Bethany goes out into the workforce with high hopes. A recent college grad, she soon discovers that her degree isn’t getting her far in the field she’d prefer to work in. It seems the only jobs she’s able to acquire are office admin-related, quickly moving from a hellish experience at a telemarketing company, to what she assumes will be a huge step up, working for a recruiting firm. She soon discovers that the steps she’s taken aren’t leading her up, but down, slowly. Like quicksand.
Her boss is no boss at all, but an overgrown child who has no concept on how to run a business, let alone managing the employees within it. Mostly everyone around Bethany rules their life based on favoritism, who they prefer, who they like the most. The job has no merits based on skill or application. No one cares that Bethany works hard or picks up the slack when everyone else folds.
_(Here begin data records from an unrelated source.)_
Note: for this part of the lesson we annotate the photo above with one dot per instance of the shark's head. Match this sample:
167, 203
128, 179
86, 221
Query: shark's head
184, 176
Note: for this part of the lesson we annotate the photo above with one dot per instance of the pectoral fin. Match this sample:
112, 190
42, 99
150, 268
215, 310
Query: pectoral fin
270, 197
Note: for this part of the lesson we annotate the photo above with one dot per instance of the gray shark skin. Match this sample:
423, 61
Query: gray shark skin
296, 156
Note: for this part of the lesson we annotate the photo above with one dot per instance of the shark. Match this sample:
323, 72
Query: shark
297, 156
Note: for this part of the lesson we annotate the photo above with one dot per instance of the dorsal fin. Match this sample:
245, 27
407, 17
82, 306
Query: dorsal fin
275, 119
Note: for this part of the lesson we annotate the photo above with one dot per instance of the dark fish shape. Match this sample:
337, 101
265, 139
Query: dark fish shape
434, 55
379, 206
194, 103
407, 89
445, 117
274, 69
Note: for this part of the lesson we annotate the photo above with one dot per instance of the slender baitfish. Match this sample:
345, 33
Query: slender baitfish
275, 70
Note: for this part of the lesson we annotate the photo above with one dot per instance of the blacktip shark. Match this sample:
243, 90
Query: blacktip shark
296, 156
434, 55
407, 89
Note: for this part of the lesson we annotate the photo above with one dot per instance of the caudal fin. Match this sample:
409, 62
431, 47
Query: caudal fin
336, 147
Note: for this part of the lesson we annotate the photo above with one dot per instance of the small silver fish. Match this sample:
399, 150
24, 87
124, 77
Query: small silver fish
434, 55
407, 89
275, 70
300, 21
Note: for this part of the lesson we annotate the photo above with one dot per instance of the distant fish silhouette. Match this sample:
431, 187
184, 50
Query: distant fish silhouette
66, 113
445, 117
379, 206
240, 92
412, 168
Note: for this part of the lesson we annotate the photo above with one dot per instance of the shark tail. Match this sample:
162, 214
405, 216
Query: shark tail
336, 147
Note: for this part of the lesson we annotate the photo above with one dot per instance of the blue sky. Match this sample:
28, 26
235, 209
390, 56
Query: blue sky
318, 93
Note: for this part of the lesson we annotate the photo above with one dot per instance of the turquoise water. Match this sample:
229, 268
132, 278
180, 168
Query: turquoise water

All they care about is being liked, and kissing the boss’ butt.
On the flip side, even though you feel the frustration and pure angst Bethany has while dealing with her inept co-workers, you also can’t help but feel annoyed with her. Having been in plenty of situations where I’m dealing with people I’d rather not deal with, I know how hard it can be to even want to associate with someone who annoys you. But, Bethany purposely distances herself at every given chance, finding every excuse to check out of work functions and moments where she could do some character building with her co-workers. Moments where she could take the high road, finding ways to discover common ground that could make her work environment more palatable.
Her stressors at work bleed into every other aspect of her life, her relationship with her family, her fiancé. What starts out as work issues turns into an obsession, something she can’t help but focus on daily. It gets to the point where Bethany realizes she needs to make a crucial decision on what she wants to do with her life. Can she find something better, or will she be stuck forever?
The Cubicle Chronicles was a fun journey into the world of a young woman who is just starting out, taking me back to my own experiences in an office. I’m sure most of us have a story or two we could share, and that’s what we get with Bethany. Her own hilarious, uncomfortable, awkward moments while trying to find her way. It’s a real learning curve, as it often can be in the customer service realm, and we get to see Bethany’s learning curve, not only in the workforce, but within her outlook, too.